The mention of the 'Indians messing it up afterwards' is insane, and ignores the actual policies of the British Raj; which were of Divide and Rule, as with all imperialism.
In the partition of Bengal, Viceroy Curzon deliberatley, with an encyclopediac knowledge of India, chose to cause violent to divide and subjugate a region; setting the Hindu middle class against the Muslim middle class. The British were more than willing to use violence against their servants, most notably at the Jalianwala Bagh in Amritsar, but also in the Salt Satyrgraha and during the second world war.
Similarly, any attempt the Raj made to communicate with the Indians was based around Divide and Rule. In the Round Table Conferences (30,31,32 off the top of my head), the British executive deliberatley invited unrepresentative lackeys of the Empire, like the hapless Princes, to subvert the democratic purpose and strangle demands for independence. Similarly, it exaggerated the representation of some groups (The Muslim League, Indian capitalists) over the vastly more representative INC (who only gained one representative; Gandhi) who had won a gigantic majority across the board in the recent elections.

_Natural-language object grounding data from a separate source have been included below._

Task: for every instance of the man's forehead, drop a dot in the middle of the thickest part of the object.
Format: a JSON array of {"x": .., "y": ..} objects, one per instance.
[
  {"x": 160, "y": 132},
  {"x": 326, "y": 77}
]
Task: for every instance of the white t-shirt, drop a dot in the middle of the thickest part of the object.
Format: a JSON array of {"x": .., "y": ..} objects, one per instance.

There was little large-scale religious conflict in India prior to British rule, were not the Mughals famed for religious tolerance?
Thus, is it any suprise that groups who had been divided forcibly for years were in conflict come independence? The massacres that occured are entirely the fault of the British; caused by their imperialist methods and rushed jump towards independence and random allocation of land by Mountbatten. Which also disproves the myth that Britain 'unified' India; Are Kashmir, Pakistan, India, Indonesia, Bangladesh, Sri Lanka, Burma and the Maldives considered 'unified'?
All the infrastructure built by the British were for the British; the railroads and telegraph system weren't used by the average Indian, they were used by the British army and British administration.
Indians education in the Indian Civil Service helped administer India, nothing more, nothing less. These 'advances' weren't given for any benign or altruistic purpose; merely to facilitate exploitation. Being a capable imperialist doesn't make you a 'moral' imperialist.
Indian interests were always held secondary to British; with the Lancashire textiles market being a stirring example of this. Indian soldiers were sent 'over the top' first, where present, in the First World War. Indians were a commodity; cheap, unskilled labour after what is laughably called the abolition of slavery in 1833.